Introduction: The decrease in segmental lordosis (SL) at the fused level (ΔSL < 0) following posterior lumbar interbody fusion (PLIF) has been identified as a contributing factor to early adjacent-segment disease (ASD) [1]. However, achieving adequate SL is often challenging, even with measures such as the use of lordotic cages, anterior cage placement and dorsal compression between pedicle screws. We hypothesized that a decrease in SL in the intraoperative prone position may contribute to insufficient postoperative SL. This study aims to investigate the risk factors associated with ΔSL < 0 following PLIF, focusing on SL in the intraoperative prone position.
Methods: We conducted a single-center retrospective cohort study of 97 consecutive patients who underwent primary single-segment PLIF at L4-5 for degenerative lumbar spondylolisthesis from 2017 to 2022. We excluded a total of 8 patients: those with non-lordotic cages and those who experienced vertebral fractures within one week postoperatively, resulting in a final cohort of 89 patients (31 males, 58 females; mean age 71.3 years). Patients underwent surgery in the knee-chest prone position with their hip joints flexed at 60°–70°. Patient demographics and cage specifications (height, length and lordotic angle) were obtained from the medical records. Radiological evaluations included measurements of preoperative, intraoperative (prone position), and 1-week postoperative radiographs, as well as preoperative CT images. The change in SL between pre- and postoperative standing position was defined as ΔSL, categorizing the subjects into the ΔSL ≥ 0 group and the ΔSL < 0 group. The change in SL between preoperative standing and intraoperative prone position was defined as ΔSL-P. We compared patient demographics, cage specifications, preoperative parameters, including SL (standing and lateral flexion), lumbar lordosis (LL), % slip, and intervertebral disc height, as well as intraoperative SL, ΔSL-P, cage positioning, and the ratio of cage height to preoperative disc height (cage/disc ratio) between the two groups.

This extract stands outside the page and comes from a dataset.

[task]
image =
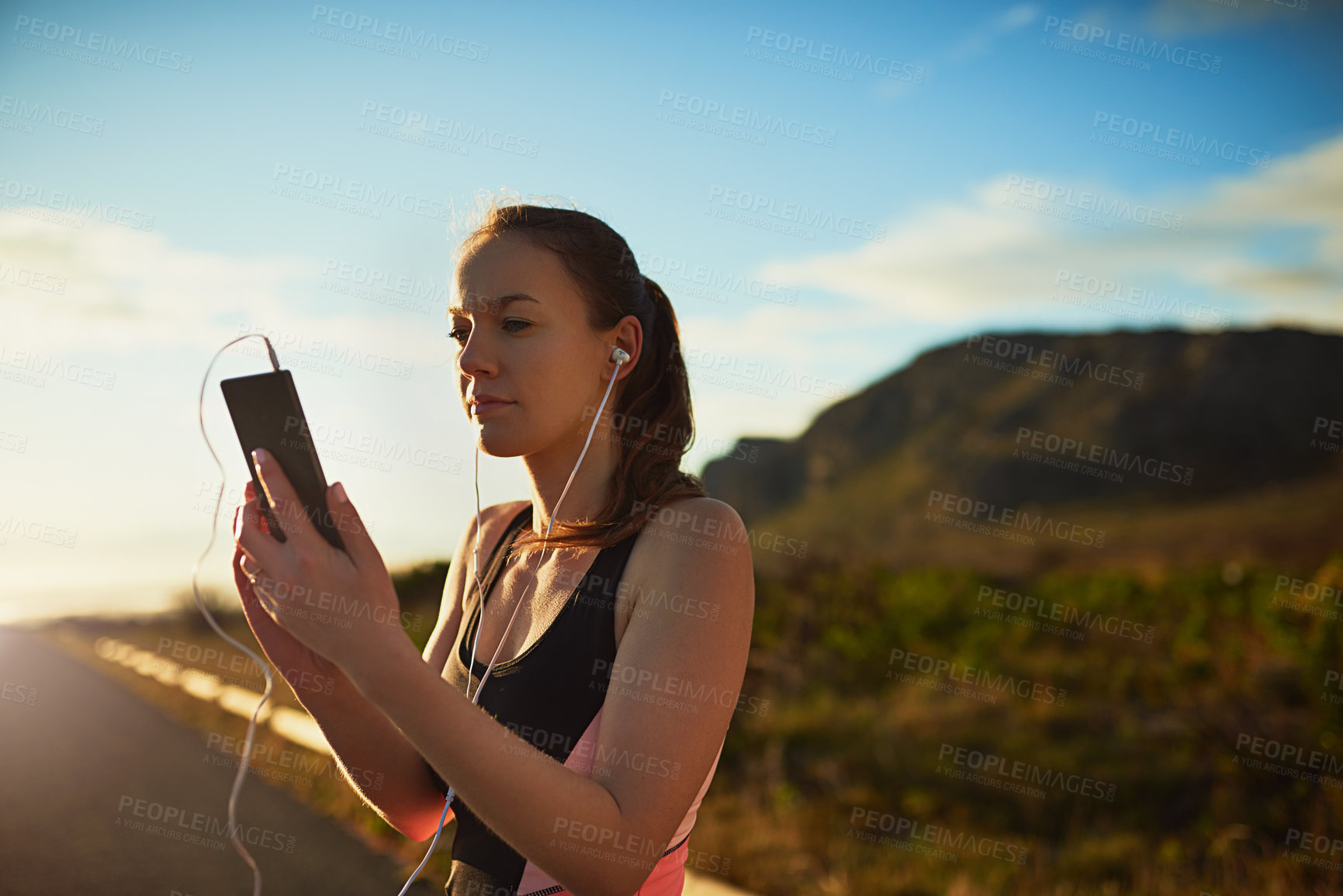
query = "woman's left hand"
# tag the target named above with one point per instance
(339, 604)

Results: The ΔSL ≥ 0 group comprised 41 patients, while the ΔSL < 0 group included 48. Univariate analysis demonstrated significant differences in age (68.1 years vs. 72.3 years, p = 0.039), preoperative standing SL (1.7° vs. 6.9°, p < 0.001), preoperative LL (37° vs. 44°, p = 0.018), preoperative % slip (8.7% vs. 6.9%, p = 0.038), preoperative disc height (6.9 mm vs. 8.7 mm, p = 0.002), ΔSL-P (+0.3° vs. -4.1°, p < 0.001), and the cage/disc ratio (1.5 vs. 1.1, p = 0.002) between the two groups. Multivariate analysis identified preoperative standing SL (OR 1.144, p = 0.046) and ΔSL-P (OR 0.684, p < 0.001) as significant risk factors for ΔSL < 0. The cutoff value for ΔSL-P on the ROC curve to identify ΔSL < 0 was 0° (sensitivity 0.98, specificity 0.51).

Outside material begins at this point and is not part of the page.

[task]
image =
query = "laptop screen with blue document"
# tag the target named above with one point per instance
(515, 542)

Discussion: Preoperative standing SL and ΔSL-P are significant risk factors for ΔSL < 0. Patients with large preoperative standing SL and a decrease in SL during the intraoperative prone position warrant cautious management. Optimizing the intraoperative position to increase SL in the prone position may prevent inadequate SL achievement following PLIF and reduce the risk of ASD.